Na semana passada, em plena visita do presidente Michel Temer ao País, o governo da Noruega anunciou que reduzirá pela metade os R$ 400 milhões que seriam doados neste ano ao Fundo da Amazônia, seguindo um acordo de 2008 que diz que, aumentando o desmatamento, corta-se o dinheiro. E nos últimos quatro anos, números do Instituto Nacional de Pesquisas Espaciais (Inpe) mostram que os índices de derrubada da floresta voltaram a subir de forma consistente.

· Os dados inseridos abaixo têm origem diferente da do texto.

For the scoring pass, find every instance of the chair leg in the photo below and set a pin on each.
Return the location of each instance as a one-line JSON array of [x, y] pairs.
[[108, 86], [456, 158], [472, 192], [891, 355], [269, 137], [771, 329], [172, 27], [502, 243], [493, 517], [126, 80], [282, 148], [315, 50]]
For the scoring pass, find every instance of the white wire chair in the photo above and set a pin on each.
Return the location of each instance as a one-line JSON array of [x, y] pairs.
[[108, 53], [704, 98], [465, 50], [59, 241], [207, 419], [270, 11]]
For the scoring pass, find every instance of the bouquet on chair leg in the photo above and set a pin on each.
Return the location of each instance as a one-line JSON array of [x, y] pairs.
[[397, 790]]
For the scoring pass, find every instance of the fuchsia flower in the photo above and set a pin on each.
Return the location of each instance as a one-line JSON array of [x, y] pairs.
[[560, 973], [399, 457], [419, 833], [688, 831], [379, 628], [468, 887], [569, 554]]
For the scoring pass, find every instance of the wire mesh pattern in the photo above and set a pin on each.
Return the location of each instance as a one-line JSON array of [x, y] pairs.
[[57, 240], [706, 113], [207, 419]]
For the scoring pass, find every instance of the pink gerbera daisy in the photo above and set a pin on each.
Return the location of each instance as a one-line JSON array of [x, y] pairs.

A hipótese de que a drástica quebra da safra da castanha-do-pará seja um reflexo direto do desmatamento não é consenso. Levando em conta a vasta dispersão das áreas de extrativismo pela Amazônia (que incluem o Peru e a Bolívia), a engenheira-agrônoma e pesquisadora da Embrapa Rondônia Lúcia Helena Wadt não atribui o problema a uma suposta ausência de polinizadores naturais, provocada pela derrubada das árvores. “Creio que foi um evento climático, falta de chuva mesmo”. “O que surpreendeu é que foi uma quebra generalizada, a estiagem se estendeu por toda a Amazônia. Os anos de 2015 e 2016 já não tinham sido bons. Então, o fato é que neste ano não tem castanha”, avalia a pesquisadora.

Comércio

No varejo, além da dificuldade para repor o estoque, os comerciantes têm a dura tarefa de explicar a situação ao consumidor. “O pessoal reclama muito do preço. Eu até imprimi uma notícia sobre a quebra da safra na parede da loja para mostrar que não fomos nós que aumentamos a margem de lucro”, diz Ronaldo Ribeiro de Almeida, gerente da Pop House, loja especializada em produtos naturais no Centro de Curitiba. Na Confeitaria Holandesa, também na capital paranaense, a solução temporária foi substituir a castanha-do-pará pela noz chilena na confecção de bordas e crocantes das tortas. “Com a castanha nesse preço, tem que ter jogo de cintura, não adianta aumentar o preço e assustar os clientes”, aconselha Ivonete Jokoski, responsável pelas compras na confeitaria.

A boa notícia é que a regularidade das chuvas no início de 2017, na Amazônia, garantiu a formação das amêndoas para a próxima safra, que começa em dezembro. Os cocos chegam a pesar 1 kg e caem de árvores de 40 metros de altura já a partir de novembro. Sabiamente, os catadores esperam para iniciar as buscas somente no início de janeiro, quando já diminui o perigo de serem atingidos na cabeça pelo que procuram no chão.